Now that you have a few general purpose functions you should package them up into a module. A module can be imported into any other Python code so you don't have to copy and paste your code.

You will first create a file called `statistics.py` and copy your `mean`, `variance`, `skewness`, and `central_moment` function defintions (and `central_moment_factory` if you wrote one) into it. You can do this by creating a new text file and changing its name. Creating a new Python 3 file won't work because that creates a Python 3 Jupyter notebook.

Next you will create a file called `__init__.py` with nothing in it. This file simply tells Python that there are modules in this directory. You can do more with it, but that's beyond the scope of this assignment.

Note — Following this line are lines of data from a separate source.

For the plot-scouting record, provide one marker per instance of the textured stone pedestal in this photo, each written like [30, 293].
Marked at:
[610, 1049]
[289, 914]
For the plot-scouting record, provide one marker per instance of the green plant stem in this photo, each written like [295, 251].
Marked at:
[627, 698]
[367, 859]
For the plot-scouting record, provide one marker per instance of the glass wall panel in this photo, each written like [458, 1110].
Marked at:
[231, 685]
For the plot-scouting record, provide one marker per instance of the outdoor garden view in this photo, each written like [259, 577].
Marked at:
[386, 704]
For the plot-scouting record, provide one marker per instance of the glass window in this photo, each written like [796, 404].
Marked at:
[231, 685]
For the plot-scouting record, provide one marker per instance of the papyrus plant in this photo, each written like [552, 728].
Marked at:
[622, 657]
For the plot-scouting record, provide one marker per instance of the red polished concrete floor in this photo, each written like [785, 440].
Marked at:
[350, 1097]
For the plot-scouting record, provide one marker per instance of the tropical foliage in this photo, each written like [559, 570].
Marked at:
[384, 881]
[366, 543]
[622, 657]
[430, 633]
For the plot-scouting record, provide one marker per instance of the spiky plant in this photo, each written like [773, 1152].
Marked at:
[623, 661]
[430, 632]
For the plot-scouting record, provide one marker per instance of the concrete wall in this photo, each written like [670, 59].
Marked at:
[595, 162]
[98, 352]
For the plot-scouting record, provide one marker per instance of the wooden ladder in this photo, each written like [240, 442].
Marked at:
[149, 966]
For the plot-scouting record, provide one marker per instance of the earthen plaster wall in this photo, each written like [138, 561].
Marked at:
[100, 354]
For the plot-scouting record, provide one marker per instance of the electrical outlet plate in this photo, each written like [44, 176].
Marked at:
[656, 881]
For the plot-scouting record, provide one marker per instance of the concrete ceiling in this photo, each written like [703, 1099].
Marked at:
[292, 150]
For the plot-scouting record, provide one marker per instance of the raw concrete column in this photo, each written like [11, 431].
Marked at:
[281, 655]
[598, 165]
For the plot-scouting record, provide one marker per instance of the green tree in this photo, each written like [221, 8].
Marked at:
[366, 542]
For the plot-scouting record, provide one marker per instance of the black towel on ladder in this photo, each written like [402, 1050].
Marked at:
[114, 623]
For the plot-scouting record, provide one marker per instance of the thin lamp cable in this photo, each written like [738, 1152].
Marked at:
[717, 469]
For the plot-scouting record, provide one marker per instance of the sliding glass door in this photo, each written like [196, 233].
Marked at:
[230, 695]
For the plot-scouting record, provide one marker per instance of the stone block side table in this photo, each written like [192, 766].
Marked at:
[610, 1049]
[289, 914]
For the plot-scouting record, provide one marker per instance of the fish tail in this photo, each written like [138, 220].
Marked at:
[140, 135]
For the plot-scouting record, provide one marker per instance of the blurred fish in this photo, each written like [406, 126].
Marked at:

You can import the functions from a module with

In [None]:
import statistics

The functions in `statistics.py` are now accessible through the name `statistics`.

In [None]:
statistics.variance(data)

In [None]:
statistics.skewness(data)

You have to be a bit careful with modules and Jupyter notebooks. Once you've imported a module the notebook won't always notice if you change the module's code. If you're working on a module and changes aren't showing up in a notebook, just restart the notebook's kernel.

## Summary

And the end of this assignment you should be comfortable with:

* iterating over a list with a `for` loop,
* creating a list with a list comprehension,
* writing a simple function to compute a value,
* writing docstrings, and
* putting code into a reusable module.